Understanding SCOPe and PDB: Detailed Notes

After further exploration of SCOPe and PDB, here’s my current understanding:

  1. Protein domains form chains.
  2. Chains form complexes (protein complexes or structures).
  3. These complexes are the entries in PDB, represented by unique identifiers like "1A3N".

Protein Domain

A protein domain is a structural and functional unit of a protein.

Key Characteristics:
  • Domains are part of a protein chain.
  • A domain can span:
    1. The entire chain (single-domain protein):
      • In this case, the protein domain is equivalent to the chain itself.
      • Example:
        • All chains of the PDB structure "1A3N" are single-domain proteins.
        • Each chain has a SCOPe domain identifier.
        • For example, Chain A:
          • Domain identifier: d1a3na_
          • Breakdown of the identifier:
            • d: Denotes domain.
            • 1a3n: Refers to the PDB protein structure identifier.
            • a: Specifies the chain within the structure.
            • _: Indicates the domain spans the entire chain (single-domain protein).
          • Example: PDB Structure 1A3N - Chain A
    2. A specific portion of the chain (multi-domain protein):
      • Here, a single chain contains multiple domains.
      • Example: Chain A of the PDB structure "1PKN" contains three domains: d1pkna1, d1pkna2, d1pkna3.
      • Example: PDB Structure 1PKN - Chain A.

Protein Chain

A protein chain refers to the entire polypeptide chain observed in a protein's 3D structure (as described in PDB files).

Key Points:
  • A chain can consist of one or multiple domains:
    • Single-domain chain: The chain and domain are identical.
      • Example: Myoglobin.
    • Multi-domain chain: Contains several domains, each with distinct structural and functional roles.
  • Chains assemble to form protein complexes or structures.
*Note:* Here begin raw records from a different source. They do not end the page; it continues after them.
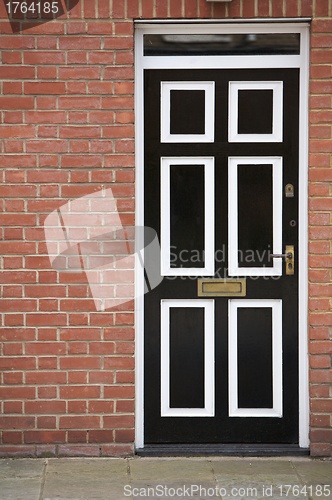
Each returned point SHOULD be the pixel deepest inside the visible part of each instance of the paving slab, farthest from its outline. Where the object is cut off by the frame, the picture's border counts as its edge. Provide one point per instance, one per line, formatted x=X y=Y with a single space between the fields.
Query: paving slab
x=204 y=478
x=21 y=479
x=85 y=479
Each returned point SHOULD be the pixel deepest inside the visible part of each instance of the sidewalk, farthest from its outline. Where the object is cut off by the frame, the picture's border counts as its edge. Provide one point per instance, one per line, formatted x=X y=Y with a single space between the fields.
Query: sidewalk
x=154 y=478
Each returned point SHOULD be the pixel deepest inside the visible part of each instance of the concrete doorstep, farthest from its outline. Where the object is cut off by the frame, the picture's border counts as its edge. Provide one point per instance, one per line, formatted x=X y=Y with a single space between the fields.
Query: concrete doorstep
x=161 y=478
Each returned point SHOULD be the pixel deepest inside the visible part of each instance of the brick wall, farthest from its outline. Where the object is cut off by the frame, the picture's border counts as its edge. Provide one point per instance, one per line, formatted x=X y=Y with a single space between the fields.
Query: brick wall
x=67 y=129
Key Observations About SCOPe

  • The fundamental classification unit in SCOPe is the protein domain, not the entire protein.
  • The taxonomy in SCOPe is not for the entire protein (i.e., the full-length amino acid sequence as encoded by a gene) but for protein domains, which are smaller, structurally and functionally distinct regions of the protein.
  • This implies that our focus should shift from "classifying proteins into SCOPe taxonomy" to "classifying protein domains into SCOPe taxonomy."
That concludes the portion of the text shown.